Despite having a budget deficit, Evers’ budget still calls for tax cuts. It seems every politician has to advocate for tax cuts. Both parties are proposing “middle class” income tax cuts. According to the Wisconsin Budget Project the Republican plan would cut taxes $344 million in 2021 compared to $415 million in 2020 for the Evers’ plan. This sounds like a lot of money but many taxpayers would see only $100 to $200 in reduced taxes. This is not enough to seriously impact most people’s personal finances. It is only political theater that ignores the real problems with taxes. What is really needed is a fair tax system that collects needed revenue to support the public services required of a modern society. Wisconsin could do a better job of fairly collecting needed revenue from everyone.

There are a number of policy proposals in the budget that are not about budgets or spending.

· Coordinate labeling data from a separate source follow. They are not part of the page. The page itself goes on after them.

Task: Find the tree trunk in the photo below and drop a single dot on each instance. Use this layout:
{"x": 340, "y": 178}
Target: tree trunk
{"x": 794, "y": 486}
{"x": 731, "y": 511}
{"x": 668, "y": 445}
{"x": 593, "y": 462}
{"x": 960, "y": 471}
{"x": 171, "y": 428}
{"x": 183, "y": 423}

These are intended to improve people’s lives and undo some of the anti-labor polices of the prior administration. Here is a partial list:

Repeal the anti-union right-to-work law and reestablish the former prevailing wage law

Raise the minimum wage to $8.25 per hour in 2020 and $9.00 per hour in 2021 with adjustments for inflation in future years

Repeal work and drug testing requirements for food stamps and Medicaid assistance

Legalize medical marijuana and decriminalize up to 25 grams for recreational use

Encourage green energy by requiring utilities be carbon-free by 2050.

Begin working to create automatic voter registration using driver licenses.

End gerrymandering by having the nonpartisan Legislative Reference Bureau to redraw legislative and congressional redistricting maps

The new direction laid out in this budget will be good for most people. But given Republican control of the legislature, these proposals are not likely to pass. The budget battle will be long and bitter. Sensible compromise, finding common ground, or seeking the best solutions for the most people are unlikely to occur. In the end everyone will suffer from the political rancor and inability to pass a budget.